In sharp contrast to the high sales expenses is the fact that Yonghe Medical’s R&D expenses have long accounted for less than 2%, and still are not even a small fraction of its sales expenses. Over the three years from 2023 to 2025, the company’s R&D expenses decreased year by year: R&D expenses were RMB 29.28 million in 2023, and fell to RMB 19.26 million by 2025, declining by more than RMB 10 million over the three years. In its IPO in 2021, Yonghe Medical previously planned to use proceeds from the global offering for R&D expenditures. Of that, HKD 88.60 million was allocated for innovation in product and service projects, and RMB 38.20 million was allocated for investments in R&D and improvements to frontier technology service systems. However, this R&D-related investment has already been postponed to December 2028.
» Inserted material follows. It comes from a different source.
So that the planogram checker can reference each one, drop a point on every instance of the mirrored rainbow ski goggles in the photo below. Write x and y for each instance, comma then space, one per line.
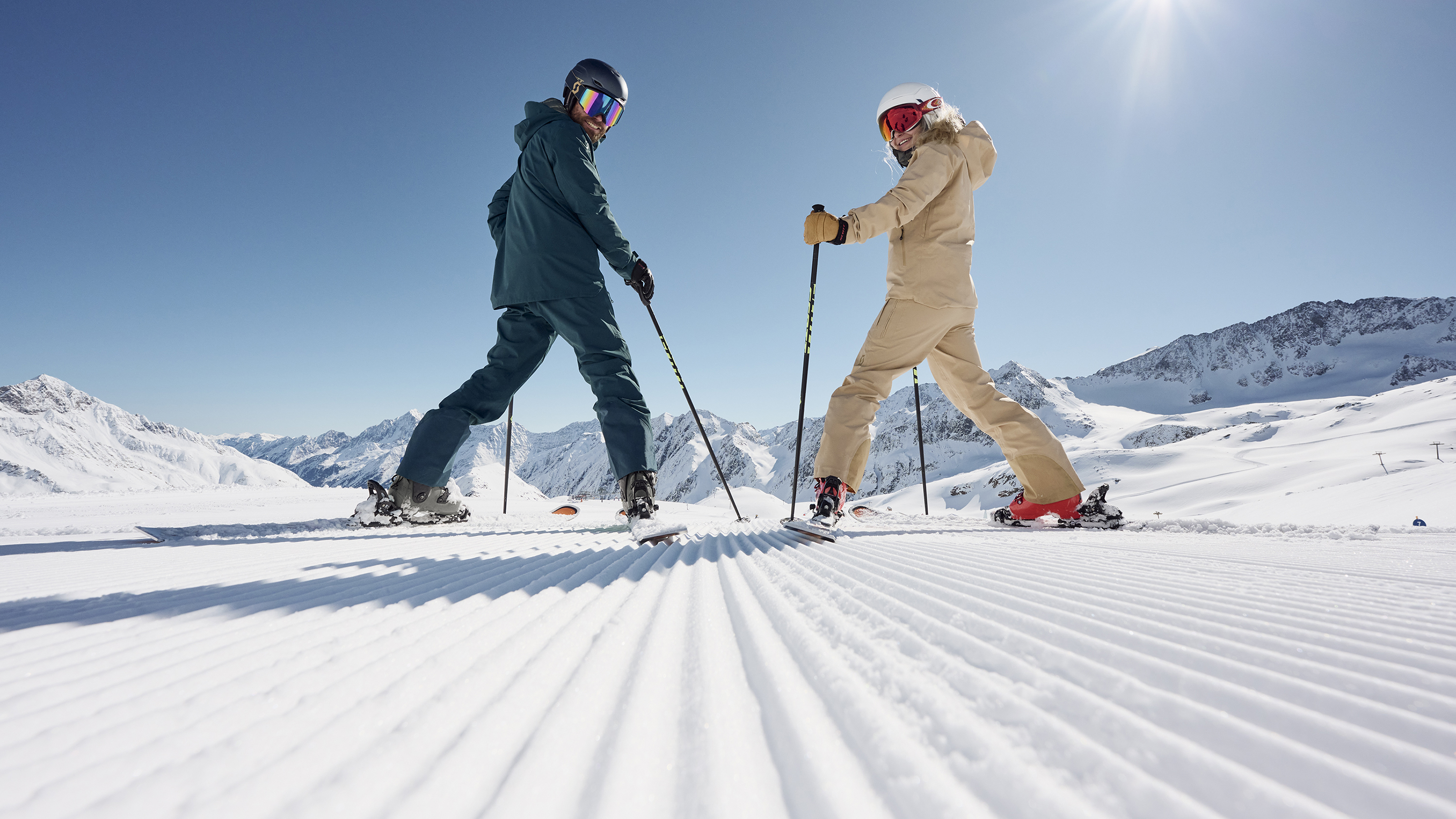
905, 117
597, 104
Against the backdrop of intensifying competition, the marginal returns of Yonghe Medical’s marketing investment are declining.
Data show that in 2020, the average amount spent per hair transplant patient was about RMB 27,868, but by 2025 it had fallen to RMB 19,265, with the average customer value clearly declining. Although the number of hair transplant consumers during the reporting period increased year-on-year by 19.7%, the decreased value generated per customer means the company needs to rely on acquiring customers on a larger scale to maintain its revenue size.
From an industry perspective, as hair transplant awareness improves and channels diversify, the cost for consumers to obtain information is expected to fall, which could improve industry penetration. But at the same time, price competition and rising traffic costs are also compressing companies’ profit margins.
For Yonghe Medical, under the dual pressures of “declining spending per capita and high marketing costs,” the sustainability of its business model is being tested.